When you’re bouncing back and forth amongst kids, it’s easy to set aside school and activity paperwork and lose track of it. Unfortunately, this paperwork – showing schedules/contact names, field trip information, registrations, and all many of stuff – is just as important as the tax receipts. So I keep a folder at the kitchen desk to hold specifically and only that information. And I’ve come to live by it.
Today was one of the days where the system broke down. Middle had a choral concert this evening, and a form was sent home weeks ago by the music teacher with all of the pertinent information including the all-important what-to-wear. This form unfortunately didn’t make it to the folder after being noted on the family calendar. Consequently, this morning found all manner of angst about what would be appropriate attire since what a sixth grader finds appropriate doesn’t match PracticalDad’s definition. This chart exemplifies the conflict:
Pants Shirt Shoes
PracticalDad Navy Blue Dress White long-sleeve Black dress shoes
Middle Child Blue Jeans White t-shirt Black sneakers
Making the situation even more difficult was that the students were being bused to the high school immediately after school and wouldn’t be home to change, so what they put on that morning was it for the concert.

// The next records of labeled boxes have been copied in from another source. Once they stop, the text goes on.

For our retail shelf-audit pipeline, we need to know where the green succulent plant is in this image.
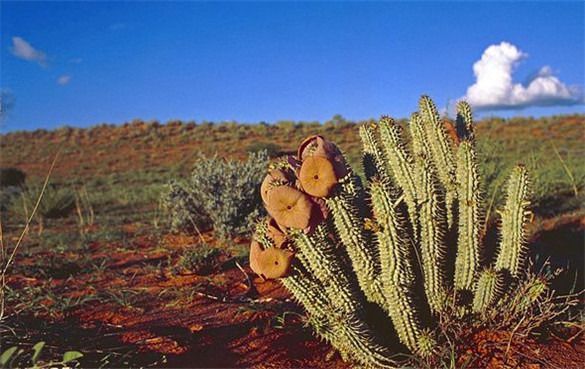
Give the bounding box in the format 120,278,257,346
251,96,532,367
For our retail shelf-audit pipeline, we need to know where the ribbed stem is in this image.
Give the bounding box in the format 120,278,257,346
455,101,475,141
455,141,483,290
380,117,418,235
294,222,363,316
370,181,422,352
359,123,389,181
496,165,530,277
418,159,447,312
419,96,457,229
326,173,386,307
473,268,503,313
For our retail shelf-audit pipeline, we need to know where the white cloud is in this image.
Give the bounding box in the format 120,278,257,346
57,75,71,85
10,37,47,67
462,42,583,110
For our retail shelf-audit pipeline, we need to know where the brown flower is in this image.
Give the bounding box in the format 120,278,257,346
298,135,348,178
299,156,337,197
266,218,288,248
250,241,294,279
259,247,295,279
266,186,313,229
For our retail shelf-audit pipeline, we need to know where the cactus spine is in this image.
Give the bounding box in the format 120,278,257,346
251,96,532,367
326,172,386,306
370,180,422,352
455,140,483,290
496,165,531,277
419,96,457,229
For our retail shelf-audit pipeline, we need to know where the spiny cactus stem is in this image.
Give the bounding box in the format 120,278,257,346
326,173,386,306
473,268,503,313
359,123,389,180
419,159,447,312
380,117,418,235
294,223,363,315
496,165,530,277
370,181,422,352
419,96,457,229
454,141,483,290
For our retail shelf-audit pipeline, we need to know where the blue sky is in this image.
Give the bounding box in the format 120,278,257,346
0,1,585,131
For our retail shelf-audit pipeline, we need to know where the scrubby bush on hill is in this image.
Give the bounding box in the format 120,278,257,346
163,151,269,238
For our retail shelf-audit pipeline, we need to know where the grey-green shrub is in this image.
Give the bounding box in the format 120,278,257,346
251,96,545,367
162,180,211,233
163,151,269,238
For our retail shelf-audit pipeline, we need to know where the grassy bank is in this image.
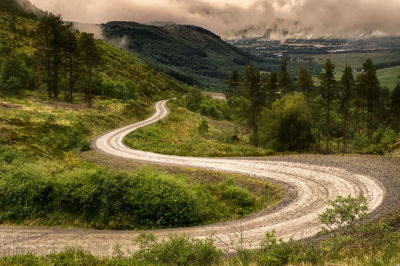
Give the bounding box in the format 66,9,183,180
124,101,274,157
0,93,283,229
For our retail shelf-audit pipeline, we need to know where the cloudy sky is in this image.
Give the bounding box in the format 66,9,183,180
31,0,400,39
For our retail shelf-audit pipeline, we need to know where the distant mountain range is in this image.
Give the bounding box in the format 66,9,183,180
101,22,278,89
0,0,44,16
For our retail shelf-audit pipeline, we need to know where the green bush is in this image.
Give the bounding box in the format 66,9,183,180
218,178,256,208
0,165,201,229
0,145,22,164
134,234,223,265
259,94,315,151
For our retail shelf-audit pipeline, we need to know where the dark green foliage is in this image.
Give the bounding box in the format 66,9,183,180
0,234,223,266
0,0,43,18
259,94,314,151
199,120,209,136
0,52,33,95
339,66,355,153
296,66,314,94
133,234,223,265
278,59,293,94
359,59,381,145
391,83,400,132
319,195,368,234
34,13,67,98
319,59,338,153
218,179,256,209
240,63,266,145
63,121,90,151
186,88,203,112
102,22,276,90
78,33,101,107
0,164,205,229
185,88,231,120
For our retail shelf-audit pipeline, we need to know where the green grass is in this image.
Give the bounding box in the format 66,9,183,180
0,92,284,229
124,102,274,157
294,52,400,90
378,66,400,90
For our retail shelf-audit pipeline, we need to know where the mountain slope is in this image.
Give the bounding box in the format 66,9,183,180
101,22,276,88
0,7,184,102
0,0,44,17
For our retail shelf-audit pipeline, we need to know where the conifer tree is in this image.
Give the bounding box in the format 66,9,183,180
339,66,355,153
278,59,292,94
319,59,338,153
79,33,101,107
359,59,380,146
34,13,65,98
296,66,314,94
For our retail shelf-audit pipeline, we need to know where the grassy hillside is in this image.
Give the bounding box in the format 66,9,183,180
102,22,273,88
0,11,185,103
294,51,400,90
125,100,275,157
0,3,283,229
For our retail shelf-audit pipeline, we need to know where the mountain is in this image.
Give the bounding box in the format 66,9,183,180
0,0,184,102
0,0,44,17
101,21,277,89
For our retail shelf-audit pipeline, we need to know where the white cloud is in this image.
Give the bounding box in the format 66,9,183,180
32,0,400,38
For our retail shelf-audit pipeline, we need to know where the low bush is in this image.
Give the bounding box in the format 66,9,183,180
0,164,202,229
133,234,223,265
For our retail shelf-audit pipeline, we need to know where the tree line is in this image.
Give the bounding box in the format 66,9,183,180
225,59,400,153
0,13,142,106
34,14,101,106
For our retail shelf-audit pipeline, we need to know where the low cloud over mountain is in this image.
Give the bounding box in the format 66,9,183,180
32,0,400,39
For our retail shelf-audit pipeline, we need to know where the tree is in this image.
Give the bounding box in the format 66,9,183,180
0,52,33,94
319,59,337,153
79,33,101,107
278,59,292,94
360,59,380,146
339,66,355,153
259,94,314,152
296,66,314,94
186,88,203,112
267,71,279,107
62,25,80,102
319,195,368,235
390,83,400,132
34,13,65,98
225,70,241,138
198,120,209,135
240,62,266,145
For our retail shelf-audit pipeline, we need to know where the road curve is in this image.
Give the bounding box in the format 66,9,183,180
0,100,385,255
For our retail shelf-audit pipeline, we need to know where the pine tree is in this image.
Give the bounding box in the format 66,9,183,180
278,59,292,94
62,25,79,102
391,83,400,133
339,66,355,153
34,13,65,98
79,33,101,107
225,70,241,138
267,71,279,107
319,59,338,153
359,59,380,146
241,63,266,145
296,66,314,94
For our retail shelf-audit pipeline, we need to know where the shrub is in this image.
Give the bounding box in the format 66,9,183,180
218,178,256,208
198,120,209,135
255,94,315,151
0,165,205,229
319,195,368,235
134,234,223,265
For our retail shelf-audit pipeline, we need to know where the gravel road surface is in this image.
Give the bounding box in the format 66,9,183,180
0,100,400,256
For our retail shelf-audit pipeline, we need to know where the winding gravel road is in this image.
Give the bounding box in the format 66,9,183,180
0,100,389,256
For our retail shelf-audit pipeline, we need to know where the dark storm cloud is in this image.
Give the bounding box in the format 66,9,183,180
32,0,400,38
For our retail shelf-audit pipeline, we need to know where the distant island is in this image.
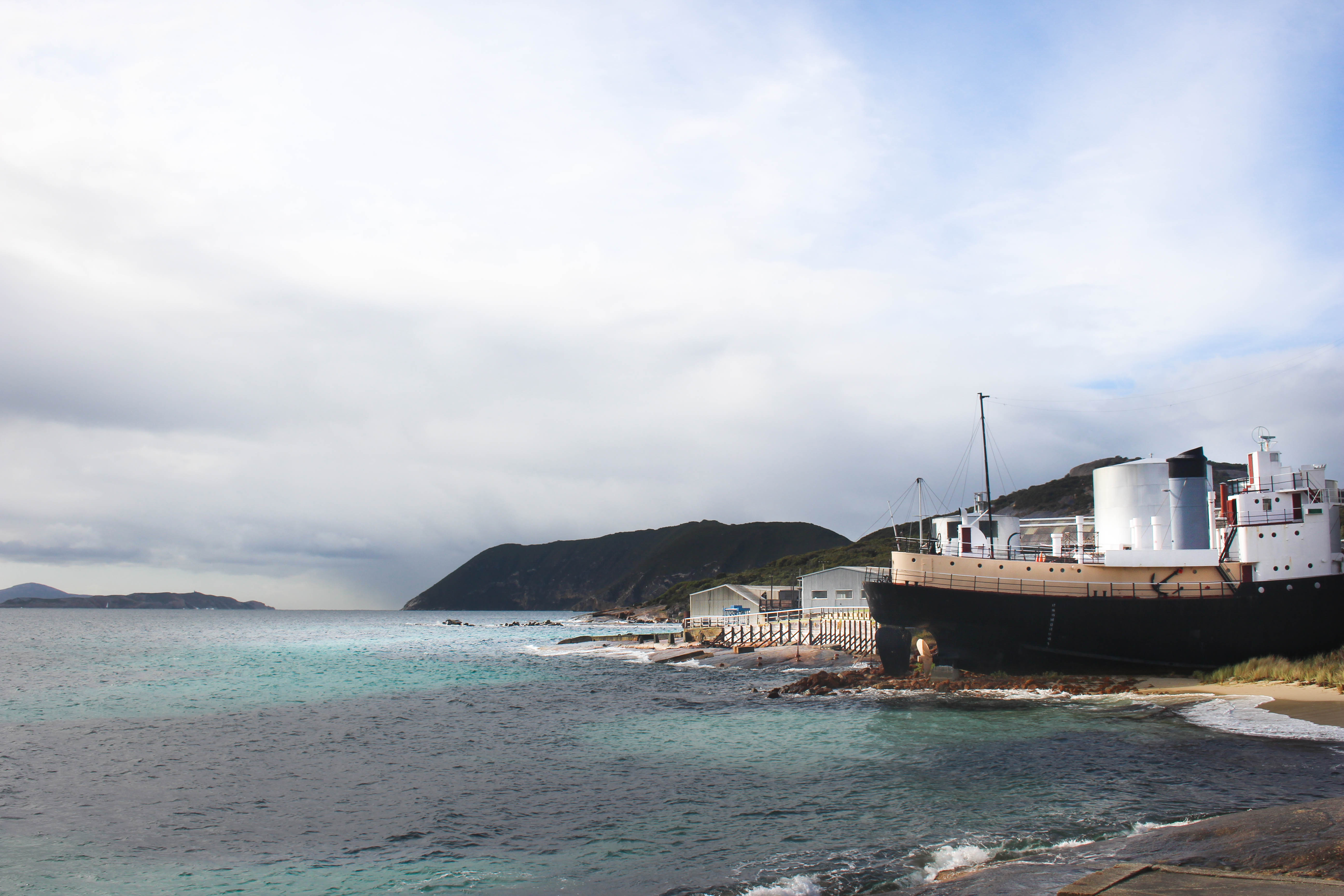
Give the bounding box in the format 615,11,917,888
402,520,849,610
0,582,276,610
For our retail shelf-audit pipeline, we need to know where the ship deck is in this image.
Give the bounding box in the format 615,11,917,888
892,570,1236,599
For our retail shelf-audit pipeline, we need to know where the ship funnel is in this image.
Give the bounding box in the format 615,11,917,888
1167,446,1210,551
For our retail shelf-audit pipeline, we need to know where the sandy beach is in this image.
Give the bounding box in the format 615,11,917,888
1138,678,1344,728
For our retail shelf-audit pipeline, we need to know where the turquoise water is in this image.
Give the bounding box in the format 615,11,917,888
0,610,1340,895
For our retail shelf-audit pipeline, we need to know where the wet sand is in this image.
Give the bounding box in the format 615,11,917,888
1137,678,1344,728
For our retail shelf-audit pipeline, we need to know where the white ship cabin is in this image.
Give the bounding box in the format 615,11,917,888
892,435,1344,586
1226,435,1344,582
925,492,1021,556
689,584,798,617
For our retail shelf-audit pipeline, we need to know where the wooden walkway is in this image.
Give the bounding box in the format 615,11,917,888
685,611,876,658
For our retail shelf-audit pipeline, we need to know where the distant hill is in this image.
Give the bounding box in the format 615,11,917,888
402,520,855,610
0,582,276,610
993,455,1246,519
648,523,918,614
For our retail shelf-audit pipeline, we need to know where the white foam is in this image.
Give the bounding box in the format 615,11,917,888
742,874,821,896
1176,695,1344,741
921,844,1001,880
1129,818,1199,837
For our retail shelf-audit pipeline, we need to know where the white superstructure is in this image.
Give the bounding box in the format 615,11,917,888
1218,438,1344,582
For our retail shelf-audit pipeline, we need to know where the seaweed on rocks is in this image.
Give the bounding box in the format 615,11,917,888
766,669,1138,697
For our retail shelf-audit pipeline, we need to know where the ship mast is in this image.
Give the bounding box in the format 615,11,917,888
976,392,995,557
915,475,923,554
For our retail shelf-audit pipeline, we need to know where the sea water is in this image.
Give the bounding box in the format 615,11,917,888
0,610,1344,896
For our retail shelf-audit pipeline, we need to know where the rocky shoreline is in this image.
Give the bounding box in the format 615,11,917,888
907,798,1344,896
766,669,1138,697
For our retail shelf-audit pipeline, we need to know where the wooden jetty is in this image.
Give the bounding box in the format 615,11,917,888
681,607,878,657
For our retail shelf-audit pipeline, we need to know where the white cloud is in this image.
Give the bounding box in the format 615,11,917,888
0,3,1341,606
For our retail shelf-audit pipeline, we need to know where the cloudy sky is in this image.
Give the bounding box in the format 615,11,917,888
0,0,1344,608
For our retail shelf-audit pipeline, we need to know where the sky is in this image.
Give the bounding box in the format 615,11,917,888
0,0,1344,608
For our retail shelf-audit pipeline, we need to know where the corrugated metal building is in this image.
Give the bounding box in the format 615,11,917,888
691,584,798,617
800,567,868,610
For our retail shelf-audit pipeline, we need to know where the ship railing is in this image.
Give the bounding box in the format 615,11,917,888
681,606,868,629
1236,508,1302,529
1227,473,1339,504
892,570,1236,599
897,543,1106,564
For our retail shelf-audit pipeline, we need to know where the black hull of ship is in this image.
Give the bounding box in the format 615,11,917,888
864,575,1344,672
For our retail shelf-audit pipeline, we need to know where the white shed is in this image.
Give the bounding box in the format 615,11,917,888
798,567,868,610
689,584,798,617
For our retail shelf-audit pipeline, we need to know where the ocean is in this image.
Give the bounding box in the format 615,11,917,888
0,610,1344,896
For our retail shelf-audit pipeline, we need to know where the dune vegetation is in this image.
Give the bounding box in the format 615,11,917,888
1199,647,1344,693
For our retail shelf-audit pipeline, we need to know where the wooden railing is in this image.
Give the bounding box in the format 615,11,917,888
895,570,1236,598
681,607,871,629
685,610,878,656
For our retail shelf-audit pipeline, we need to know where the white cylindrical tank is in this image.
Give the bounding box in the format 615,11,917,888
1093,458,1167,551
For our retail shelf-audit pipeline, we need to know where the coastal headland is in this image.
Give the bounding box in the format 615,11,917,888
0,582,276,610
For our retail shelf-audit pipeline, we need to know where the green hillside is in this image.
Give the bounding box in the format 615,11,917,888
645,523,918,615
403,520,849,610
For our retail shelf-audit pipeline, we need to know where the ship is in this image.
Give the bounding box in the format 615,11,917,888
864,429,1344,672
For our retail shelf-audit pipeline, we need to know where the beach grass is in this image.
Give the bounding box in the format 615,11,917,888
1196,647,1344,688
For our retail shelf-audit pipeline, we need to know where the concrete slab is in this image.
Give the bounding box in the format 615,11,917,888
1059,864,1344,896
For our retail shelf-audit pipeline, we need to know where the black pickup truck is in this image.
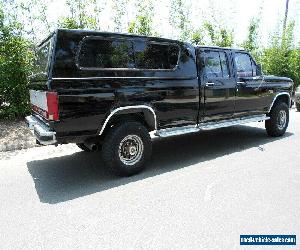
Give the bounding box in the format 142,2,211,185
26,29,293,175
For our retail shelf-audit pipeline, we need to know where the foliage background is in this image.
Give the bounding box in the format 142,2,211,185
0,0,300,119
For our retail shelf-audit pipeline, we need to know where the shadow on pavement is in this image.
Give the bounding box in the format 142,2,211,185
27,126,292,204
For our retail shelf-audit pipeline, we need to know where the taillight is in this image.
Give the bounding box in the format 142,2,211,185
46,92,59,121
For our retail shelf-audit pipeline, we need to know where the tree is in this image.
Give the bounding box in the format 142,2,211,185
169,0,191,41
0,4,33,119
203,22,233,47
112,0,128,32
128,1,157,36
59,0,102,29
241,18,259,60
261,23,297,82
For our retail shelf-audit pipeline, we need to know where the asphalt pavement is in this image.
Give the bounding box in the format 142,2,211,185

Now here are a few comments about what you’ll hear from kids who want their way.
- All the guys are wearing t-shirts and blue jeans. Lemme get this straight. I’m the only parent out of more than fifty sets of parents who thinks that a concert deserves more than looking like a skateboard convention?
- All the guys are wearing t-shirts and blue jeans (part two). Remember that any twelve year old boy who enjoys dressing in a dress shirt and slacks is going to be thought of as the town freak by his peers, so none of them are willing to admit that they have to dress appropriately. They’re blowing smoke.
- I can’t wear this all day! Why can’t I just take it with me? Because dear son, if you put it in your backpack it will wind up in your desk and forgotten. If you put it on a hanger, it will probably fly out the bus window if it even makes it to the bus for the trip to the high school.
- It’ll just get dirty on the playground. Dude, the staff ain’t stupid and you won’t be on the playground today. And you’ll note that there’s no mustard on your lunch sandwich.
Had I not been so engrossed in an argument with Middle, I would’ve thought to call another parent. And after he left, I made sure that I pulled the folder to verify that other upcoming event information was there.
As it was, he went to school in the PracticalDad approved attire just like all of the other kids in white dress shirts and dark slacks. And yes, he heard about it afterwards, too.